In contrast to previous studies using echocardiography to assess left ventricular dimensions,34 higher LVMi was not a significant predictor of mortality in this cohort of patients. We have previously shown inaccuracies of echocardiography measurements in patients with ESRD,35 and it is likely that the use of CMR imaging to accurately assess myocardial mass will provide more reliable prognostic information in the future.
We accept that this study has some limitations. Patients recruited to this study were being assessed for kidney transplantation and may not be representative of all patients with ESRD. However, since these patients were considered healthy enough to be considered for a kidney transplant, we believe these results would be relevant to other patients with more significant comorbid conditions. In addition, we obtained limited information regarding ventricular diastolic function in our cohort and hopefully, as more detailed methods (eg, tissue Doppler) are utilized, these data will become available.

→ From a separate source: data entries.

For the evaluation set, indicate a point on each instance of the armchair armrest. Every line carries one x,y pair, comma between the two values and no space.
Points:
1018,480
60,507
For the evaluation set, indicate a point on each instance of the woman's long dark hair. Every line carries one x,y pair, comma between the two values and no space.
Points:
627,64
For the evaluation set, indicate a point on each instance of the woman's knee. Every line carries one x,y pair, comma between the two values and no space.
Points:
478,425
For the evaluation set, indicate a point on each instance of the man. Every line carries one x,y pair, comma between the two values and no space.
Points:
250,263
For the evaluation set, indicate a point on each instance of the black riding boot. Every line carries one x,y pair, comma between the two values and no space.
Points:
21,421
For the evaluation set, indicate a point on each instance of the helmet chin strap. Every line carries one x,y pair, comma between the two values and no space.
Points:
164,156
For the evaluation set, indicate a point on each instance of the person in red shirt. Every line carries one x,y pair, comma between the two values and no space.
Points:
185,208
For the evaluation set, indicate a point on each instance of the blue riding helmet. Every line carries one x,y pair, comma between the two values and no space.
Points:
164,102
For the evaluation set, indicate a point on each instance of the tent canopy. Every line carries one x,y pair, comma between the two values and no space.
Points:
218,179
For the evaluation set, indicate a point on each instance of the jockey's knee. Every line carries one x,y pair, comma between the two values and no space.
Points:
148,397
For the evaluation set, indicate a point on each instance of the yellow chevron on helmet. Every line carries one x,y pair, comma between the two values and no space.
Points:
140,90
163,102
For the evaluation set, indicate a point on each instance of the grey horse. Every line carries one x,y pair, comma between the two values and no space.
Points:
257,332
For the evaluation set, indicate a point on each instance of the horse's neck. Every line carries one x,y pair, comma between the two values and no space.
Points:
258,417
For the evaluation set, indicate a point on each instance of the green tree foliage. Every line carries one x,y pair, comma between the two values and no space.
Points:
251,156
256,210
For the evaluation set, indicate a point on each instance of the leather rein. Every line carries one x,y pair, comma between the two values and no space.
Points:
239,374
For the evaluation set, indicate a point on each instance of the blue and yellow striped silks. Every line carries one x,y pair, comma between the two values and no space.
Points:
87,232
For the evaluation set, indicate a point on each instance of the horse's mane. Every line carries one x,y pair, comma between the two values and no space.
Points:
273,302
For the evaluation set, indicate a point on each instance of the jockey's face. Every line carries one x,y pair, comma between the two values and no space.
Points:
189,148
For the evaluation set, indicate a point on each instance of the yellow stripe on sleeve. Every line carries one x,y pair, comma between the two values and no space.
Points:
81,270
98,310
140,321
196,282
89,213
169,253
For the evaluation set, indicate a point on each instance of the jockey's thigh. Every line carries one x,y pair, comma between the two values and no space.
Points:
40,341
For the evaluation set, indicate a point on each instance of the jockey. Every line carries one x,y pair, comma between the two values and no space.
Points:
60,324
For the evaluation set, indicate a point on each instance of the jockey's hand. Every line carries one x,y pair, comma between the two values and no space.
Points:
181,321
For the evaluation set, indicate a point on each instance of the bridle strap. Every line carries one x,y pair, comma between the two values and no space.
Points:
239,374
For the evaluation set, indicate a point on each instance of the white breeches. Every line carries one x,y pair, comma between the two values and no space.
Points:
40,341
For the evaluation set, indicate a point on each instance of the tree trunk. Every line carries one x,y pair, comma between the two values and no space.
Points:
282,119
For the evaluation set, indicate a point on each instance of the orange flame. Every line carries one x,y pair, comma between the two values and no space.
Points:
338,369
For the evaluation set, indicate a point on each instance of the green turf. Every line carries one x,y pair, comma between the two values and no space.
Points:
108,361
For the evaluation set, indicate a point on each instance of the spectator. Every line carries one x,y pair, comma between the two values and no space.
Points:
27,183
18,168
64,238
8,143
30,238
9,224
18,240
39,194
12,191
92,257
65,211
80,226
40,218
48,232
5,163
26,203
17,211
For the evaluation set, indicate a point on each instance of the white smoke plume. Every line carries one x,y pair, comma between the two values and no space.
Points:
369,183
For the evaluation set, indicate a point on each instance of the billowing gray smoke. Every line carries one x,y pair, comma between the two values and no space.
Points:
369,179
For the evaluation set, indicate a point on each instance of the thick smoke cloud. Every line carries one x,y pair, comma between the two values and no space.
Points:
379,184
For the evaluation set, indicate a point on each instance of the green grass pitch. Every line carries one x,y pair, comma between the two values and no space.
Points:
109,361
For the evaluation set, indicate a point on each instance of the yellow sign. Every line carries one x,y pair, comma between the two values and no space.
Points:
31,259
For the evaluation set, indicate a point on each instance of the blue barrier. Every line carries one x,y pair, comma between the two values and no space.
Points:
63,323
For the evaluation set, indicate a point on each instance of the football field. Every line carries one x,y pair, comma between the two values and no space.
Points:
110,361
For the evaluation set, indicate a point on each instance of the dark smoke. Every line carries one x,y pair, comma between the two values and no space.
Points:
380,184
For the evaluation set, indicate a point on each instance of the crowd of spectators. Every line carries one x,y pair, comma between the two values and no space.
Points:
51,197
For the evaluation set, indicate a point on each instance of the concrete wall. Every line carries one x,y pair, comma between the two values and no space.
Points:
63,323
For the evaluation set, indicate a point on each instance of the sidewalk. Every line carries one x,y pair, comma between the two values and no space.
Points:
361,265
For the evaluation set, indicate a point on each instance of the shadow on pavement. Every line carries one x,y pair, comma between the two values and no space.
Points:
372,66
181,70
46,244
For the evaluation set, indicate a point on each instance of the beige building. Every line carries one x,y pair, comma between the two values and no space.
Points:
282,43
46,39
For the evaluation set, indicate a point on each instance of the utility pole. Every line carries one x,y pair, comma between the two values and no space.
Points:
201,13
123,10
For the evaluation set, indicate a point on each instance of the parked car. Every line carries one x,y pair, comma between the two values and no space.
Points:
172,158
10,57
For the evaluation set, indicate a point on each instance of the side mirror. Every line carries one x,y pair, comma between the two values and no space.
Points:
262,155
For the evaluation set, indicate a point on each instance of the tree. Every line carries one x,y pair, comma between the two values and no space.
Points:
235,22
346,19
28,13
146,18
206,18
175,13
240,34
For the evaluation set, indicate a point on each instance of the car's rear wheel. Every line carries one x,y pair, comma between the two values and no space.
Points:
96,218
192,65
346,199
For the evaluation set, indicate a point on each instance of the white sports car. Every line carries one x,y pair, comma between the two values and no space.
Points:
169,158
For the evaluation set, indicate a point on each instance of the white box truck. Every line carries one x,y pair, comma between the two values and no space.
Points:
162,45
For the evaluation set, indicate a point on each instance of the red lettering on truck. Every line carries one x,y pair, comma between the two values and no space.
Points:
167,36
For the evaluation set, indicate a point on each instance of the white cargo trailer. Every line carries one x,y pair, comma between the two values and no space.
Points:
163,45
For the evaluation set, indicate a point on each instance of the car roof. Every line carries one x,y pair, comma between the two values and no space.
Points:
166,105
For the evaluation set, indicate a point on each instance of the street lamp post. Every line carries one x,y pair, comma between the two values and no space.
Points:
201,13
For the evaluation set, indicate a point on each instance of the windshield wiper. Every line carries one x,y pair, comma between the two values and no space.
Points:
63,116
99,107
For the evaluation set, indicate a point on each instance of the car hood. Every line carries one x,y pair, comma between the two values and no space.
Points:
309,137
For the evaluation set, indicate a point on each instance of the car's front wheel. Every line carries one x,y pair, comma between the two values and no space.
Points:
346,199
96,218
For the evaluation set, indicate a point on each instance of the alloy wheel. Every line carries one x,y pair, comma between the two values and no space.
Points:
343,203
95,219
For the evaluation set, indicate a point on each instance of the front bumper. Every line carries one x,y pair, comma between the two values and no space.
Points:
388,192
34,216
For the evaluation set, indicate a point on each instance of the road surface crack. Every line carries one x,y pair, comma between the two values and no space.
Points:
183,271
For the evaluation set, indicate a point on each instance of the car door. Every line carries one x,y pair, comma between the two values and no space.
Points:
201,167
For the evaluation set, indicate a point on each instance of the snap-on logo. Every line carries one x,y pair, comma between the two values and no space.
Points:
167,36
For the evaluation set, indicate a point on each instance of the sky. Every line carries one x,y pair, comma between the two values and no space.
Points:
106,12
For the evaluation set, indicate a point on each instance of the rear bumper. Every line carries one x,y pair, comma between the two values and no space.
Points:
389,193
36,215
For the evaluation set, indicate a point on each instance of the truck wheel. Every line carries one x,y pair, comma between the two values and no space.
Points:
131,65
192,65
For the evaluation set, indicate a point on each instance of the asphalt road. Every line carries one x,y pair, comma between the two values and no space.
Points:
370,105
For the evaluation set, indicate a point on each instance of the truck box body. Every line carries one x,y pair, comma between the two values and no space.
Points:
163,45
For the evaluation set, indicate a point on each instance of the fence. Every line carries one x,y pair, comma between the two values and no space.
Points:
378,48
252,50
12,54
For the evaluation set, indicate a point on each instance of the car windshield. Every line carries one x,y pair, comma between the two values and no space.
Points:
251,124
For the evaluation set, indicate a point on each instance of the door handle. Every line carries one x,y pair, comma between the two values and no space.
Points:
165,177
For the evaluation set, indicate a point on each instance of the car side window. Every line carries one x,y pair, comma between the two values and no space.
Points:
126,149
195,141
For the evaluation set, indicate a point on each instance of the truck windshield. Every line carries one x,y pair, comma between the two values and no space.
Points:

In conclusion, in ESRD patients with LVH, increased LAV and the presence of LVSD are independent predictors of death and may provide novel factors that may be amenable to modification to improve cardiovascular prognosis.
Support: The study was supported by the Darlinda's Charity for Renal Research. Drs Patel (FS/08/030/24993) and Mark are funded by the British Heart Foundation.
Financial Disclosure: The authors declare that they have no relevant financial interests.